Le protocole réseau TCP date de 1981, et depuis sa création sa sécurité est régulièrement remise en cause. Un des gros problèmes de TCP est la prédiction du numéro de séquence : c'est un peu la clé qui empêche l'injection de paquet ou de pouvoir couper une connexion. Il faut donc que ce numéro soit difficile à prédire... Ce qui était loin d'être le cas en 2001 comme en atteste les rapports d'Xforce (TCP sequence prediction) et du CERT (Statistical Weaknesses in TCP/IP Initial Sequence Numbers).

Le bulletin de FreeBSD (TCP Sequence Number Vulnerability) (octobre 2000) est fort instructif : le patch présenté montre qu'il suffit de changer deux instructions pour utiliser arc4random() au lieu de random() ! On en comprend que la fonction random() n'est pas sûre, alors que arc4random() semble plus robuste face aux attaques.

Recommandations de l'IETF sur la sécurité :

OpenBSD utilise des variables aléatoires pour le numéro de session, mais également pour le champ « timestamp ». Ce qui assure une meilleure sécurité, mais peut poser des problèmes de compatibilité.
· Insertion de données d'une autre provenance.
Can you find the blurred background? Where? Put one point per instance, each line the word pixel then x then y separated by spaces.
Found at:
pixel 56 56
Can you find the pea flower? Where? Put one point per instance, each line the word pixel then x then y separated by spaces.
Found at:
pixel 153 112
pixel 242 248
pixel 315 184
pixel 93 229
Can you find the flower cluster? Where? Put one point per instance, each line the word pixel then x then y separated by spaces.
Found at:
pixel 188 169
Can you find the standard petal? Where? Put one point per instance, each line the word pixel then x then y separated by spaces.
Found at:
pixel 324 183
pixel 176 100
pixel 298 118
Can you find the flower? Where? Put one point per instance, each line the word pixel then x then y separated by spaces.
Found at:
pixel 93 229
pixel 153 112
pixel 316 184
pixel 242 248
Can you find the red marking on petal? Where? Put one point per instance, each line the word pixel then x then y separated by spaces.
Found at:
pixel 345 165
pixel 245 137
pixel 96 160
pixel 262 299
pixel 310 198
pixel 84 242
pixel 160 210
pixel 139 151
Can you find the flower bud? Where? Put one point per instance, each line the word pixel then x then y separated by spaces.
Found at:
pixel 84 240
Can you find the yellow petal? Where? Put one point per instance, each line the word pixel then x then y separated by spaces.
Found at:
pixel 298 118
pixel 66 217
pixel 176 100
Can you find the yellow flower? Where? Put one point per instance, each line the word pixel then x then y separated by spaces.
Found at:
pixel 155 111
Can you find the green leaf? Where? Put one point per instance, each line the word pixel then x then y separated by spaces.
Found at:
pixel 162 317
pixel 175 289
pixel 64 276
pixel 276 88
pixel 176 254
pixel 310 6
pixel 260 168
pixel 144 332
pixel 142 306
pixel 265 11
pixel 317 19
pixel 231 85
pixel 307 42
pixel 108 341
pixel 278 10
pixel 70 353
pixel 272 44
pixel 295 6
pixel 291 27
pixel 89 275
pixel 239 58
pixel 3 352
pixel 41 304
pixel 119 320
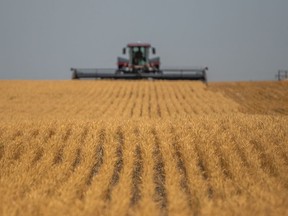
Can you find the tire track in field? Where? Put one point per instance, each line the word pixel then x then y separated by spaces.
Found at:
pixel 137 174
pixel 75 162
pixel 266 162
pixel 204 171
pixel 184 185
pixel 40 151
pixel 58 158
pixel 160 193
pixel 157 100
pixel 99 155
pixel 118 166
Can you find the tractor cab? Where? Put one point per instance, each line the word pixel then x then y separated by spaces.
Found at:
pixel 138 58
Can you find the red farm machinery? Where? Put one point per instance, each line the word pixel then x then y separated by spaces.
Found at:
pixel 139 65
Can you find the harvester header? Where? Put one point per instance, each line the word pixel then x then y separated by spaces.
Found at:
pixel 139 65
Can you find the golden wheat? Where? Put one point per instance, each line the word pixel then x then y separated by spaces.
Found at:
pixel 142 148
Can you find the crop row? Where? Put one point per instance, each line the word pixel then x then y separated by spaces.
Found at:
pixel 138 168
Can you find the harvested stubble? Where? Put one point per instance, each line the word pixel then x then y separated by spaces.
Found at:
pixel 141 148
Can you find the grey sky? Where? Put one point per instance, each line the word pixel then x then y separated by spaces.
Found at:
pixel 236 39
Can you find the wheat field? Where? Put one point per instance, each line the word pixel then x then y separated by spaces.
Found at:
pixel 143 148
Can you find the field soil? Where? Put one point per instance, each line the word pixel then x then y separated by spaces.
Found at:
pixel 143 148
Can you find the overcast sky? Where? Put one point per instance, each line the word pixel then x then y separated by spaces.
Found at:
pixel 236 39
Enfin, l'outil nmap permet d'estimer la Prédictabilité de Séquence TCP avec l'option -O (détection du système d'exploitation). Exemple avec une Freebox v5 :

$ nmap -v -O 192.168.0.254
(...)
TCP Sequence Prediction: Difficulty=0 (Trivial joke)
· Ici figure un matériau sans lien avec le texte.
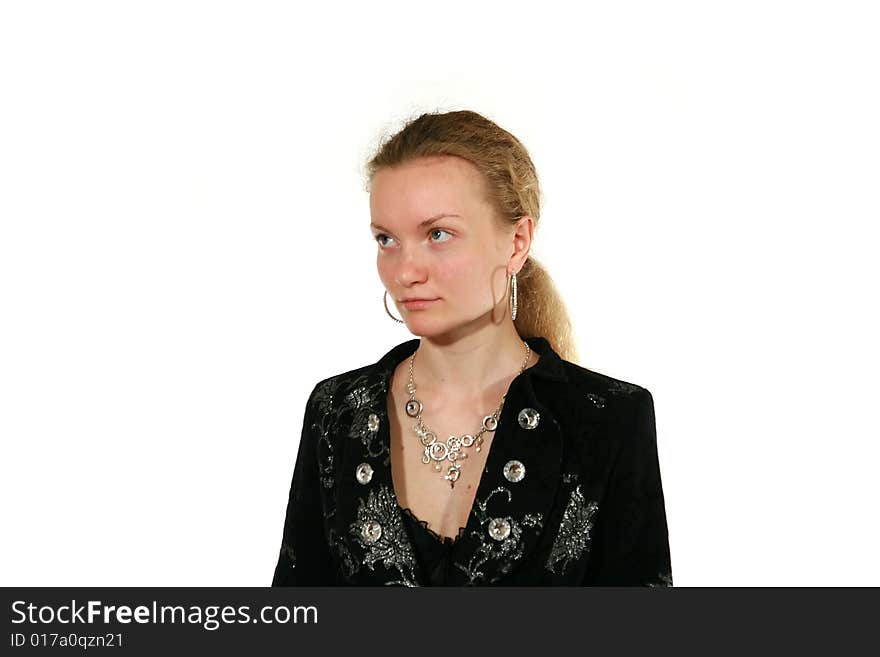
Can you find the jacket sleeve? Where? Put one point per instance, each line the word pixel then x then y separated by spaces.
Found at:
pixel 304 558
pixel 631 541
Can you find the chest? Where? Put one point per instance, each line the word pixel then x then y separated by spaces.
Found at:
pixel 420 486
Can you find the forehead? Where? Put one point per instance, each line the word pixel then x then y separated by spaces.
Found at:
pixel 425 187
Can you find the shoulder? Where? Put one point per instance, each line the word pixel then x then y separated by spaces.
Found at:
pixel 353 388
pixel 600 389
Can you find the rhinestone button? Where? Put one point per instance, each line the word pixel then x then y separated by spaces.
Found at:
pixel 371 530
pixel 514 471
pixel 373 422
pixel 364 473
pixel 528 418
pixel 499 529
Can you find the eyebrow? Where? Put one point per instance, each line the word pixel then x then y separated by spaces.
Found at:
pixel 426 222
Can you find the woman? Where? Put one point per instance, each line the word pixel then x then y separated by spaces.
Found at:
pixel 478 453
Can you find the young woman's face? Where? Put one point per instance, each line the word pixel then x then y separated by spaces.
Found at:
pixel 460 262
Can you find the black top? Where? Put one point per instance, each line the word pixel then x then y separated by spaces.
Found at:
pixel 589 510
pixel 433 551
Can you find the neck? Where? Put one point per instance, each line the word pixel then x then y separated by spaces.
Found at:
pixel 470 364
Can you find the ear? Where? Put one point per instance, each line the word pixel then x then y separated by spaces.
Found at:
pixel 522 243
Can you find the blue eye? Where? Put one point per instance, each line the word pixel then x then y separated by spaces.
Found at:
pixel 379 236
pixel 440 230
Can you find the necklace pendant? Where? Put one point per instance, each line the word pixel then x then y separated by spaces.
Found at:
pixel 452 474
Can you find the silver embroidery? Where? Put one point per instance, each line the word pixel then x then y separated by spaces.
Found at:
pixel 366 403
pixel 287 551
pixel 597 400
pixel 665 580
pixel 505 551
pixel 392 547
pixel 622 387
pixel 349 563
pixel 573 538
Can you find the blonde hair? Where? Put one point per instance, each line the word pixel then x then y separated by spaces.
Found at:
pixel 512 188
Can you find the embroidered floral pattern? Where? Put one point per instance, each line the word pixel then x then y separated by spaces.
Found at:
pixel 598 400
pixel 365 399
pixel 622 388
pixel 665 579
pixel 392 546
pixel 573 538
pixel 504 552
pixel 349 564
pixel 287 551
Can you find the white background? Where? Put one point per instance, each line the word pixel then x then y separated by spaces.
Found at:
pixel 185 252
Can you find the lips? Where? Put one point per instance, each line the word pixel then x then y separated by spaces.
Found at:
pixel 418 304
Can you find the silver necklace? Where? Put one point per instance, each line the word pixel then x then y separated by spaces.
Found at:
pixel 452 448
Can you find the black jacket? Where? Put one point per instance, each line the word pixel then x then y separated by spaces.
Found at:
pixel 589 510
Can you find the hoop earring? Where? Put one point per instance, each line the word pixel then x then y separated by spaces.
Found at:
pixel 513 296
pixel 385 301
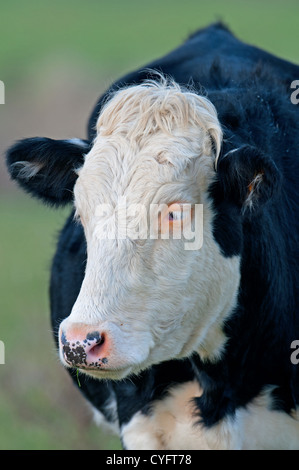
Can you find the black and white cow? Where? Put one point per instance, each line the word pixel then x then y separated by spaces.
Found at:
pixel 200 338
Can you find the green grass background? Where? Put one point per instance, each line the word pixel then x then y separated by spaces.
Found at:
pixel 96 41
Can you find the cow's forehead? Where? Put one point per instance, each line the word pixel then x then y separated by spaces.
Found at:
pixel 116 166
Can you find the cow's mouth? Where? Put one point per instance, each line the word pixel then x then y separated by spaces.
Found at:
pixel 112 374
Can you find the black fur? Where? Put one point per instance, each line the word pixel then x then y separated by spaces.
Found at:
pixel 251 91
pixel 56 162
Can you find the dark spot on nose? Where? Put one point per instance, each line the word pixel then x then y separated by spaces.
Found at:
pixel 93 336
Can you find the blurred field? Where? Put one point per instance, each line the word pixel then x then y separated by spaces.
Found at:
pixel 55 59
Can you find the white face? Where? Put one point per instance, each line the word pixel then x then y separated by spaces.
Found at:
pixel 146 301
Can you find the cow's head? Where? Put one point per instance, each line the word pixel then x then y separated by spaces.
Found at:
pixel 148 297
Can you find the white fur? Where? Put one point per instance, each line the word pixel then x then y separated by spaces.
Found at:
pixel 154 300
pixel 173 424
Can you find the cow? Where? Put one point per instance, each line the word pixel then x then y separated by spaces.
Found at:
pixel 181 348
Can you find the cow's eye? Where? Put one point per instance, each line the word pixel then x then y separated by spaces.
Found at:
pixel 175 217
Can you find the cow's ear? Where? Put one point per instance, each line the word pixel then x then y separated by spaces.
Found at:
pixel 248 178
pixel 46 168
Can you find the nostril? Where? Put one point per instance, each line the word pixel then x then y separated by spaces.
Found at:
pixel 96 349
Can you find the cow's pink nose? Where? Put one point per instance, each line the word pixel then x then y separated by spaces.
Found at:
pixel 86 350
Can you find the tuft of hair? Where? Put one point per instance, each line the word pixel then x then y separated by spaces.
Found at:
pixel 161 104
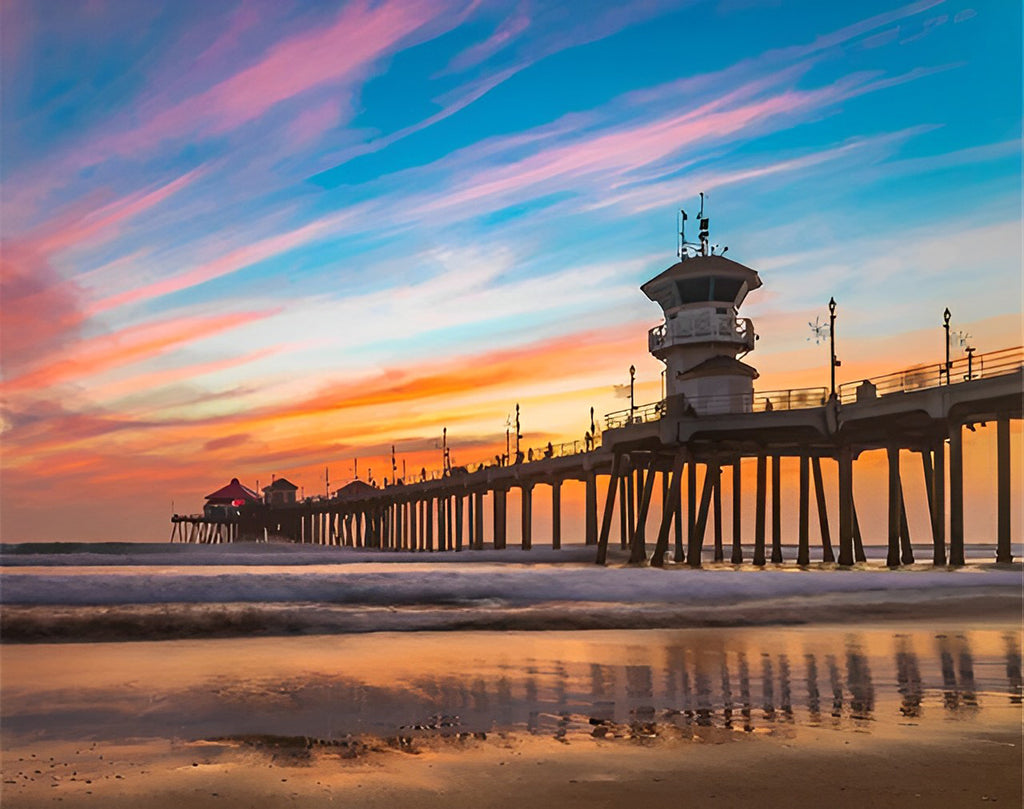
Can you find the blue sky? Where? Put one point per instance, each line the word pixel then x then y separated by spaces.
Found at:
pixel 225 225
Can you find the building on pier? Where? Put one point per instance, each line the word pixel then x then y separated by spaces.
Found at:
pixel 702 337
pixel 280 493
pixel 226 501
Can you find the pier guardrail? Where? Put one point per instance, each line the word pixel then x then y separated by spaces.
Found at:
pixel 641 414
pixel 963 370
pixel 758 401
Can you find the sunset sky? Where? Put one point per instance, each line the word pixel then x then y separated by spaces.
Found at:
pixel 244 239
Gare aux fuites d'information

Les algorithmes des générateurs de nombre pseudo-aléatoires sont connus. Si on arrive à en connaître l'état interne, on peut prédire les prochains nombres générés, voir même retrouver les nombres précédents.

Justement, une faille a été trouvée dans une implémentation de SSH2 : LSH leaks file descriptors of the random generator seed file to user shells. Le générateur était directement accessible pour l'utilisateur !

De même, FreeBSD a aussi eu son bug il y a quelques jours : FreeBSD sys_dev_random Random Data Replay Vulnerability (CVE-2007-6150, 30 novembre 2007). La vulnérabilité peut être utilisée pour déterminer des fragments de données aléatoires précédemment générées par le périphérique /dev/urandom.

Conclusion

Si la sécurité de votre application est critique, n'utilisez pas ni l'heure, ni le numéro de processus pour initialiser votre graine, mais un valeur générée par du matériel (utilisez /dev/random sous Linux). De plus, n'utilisez pas la fonction random() qui est insuffisante mais une fonction de qualité cryptographique qui a été testée par plusieurs personnes de confiance.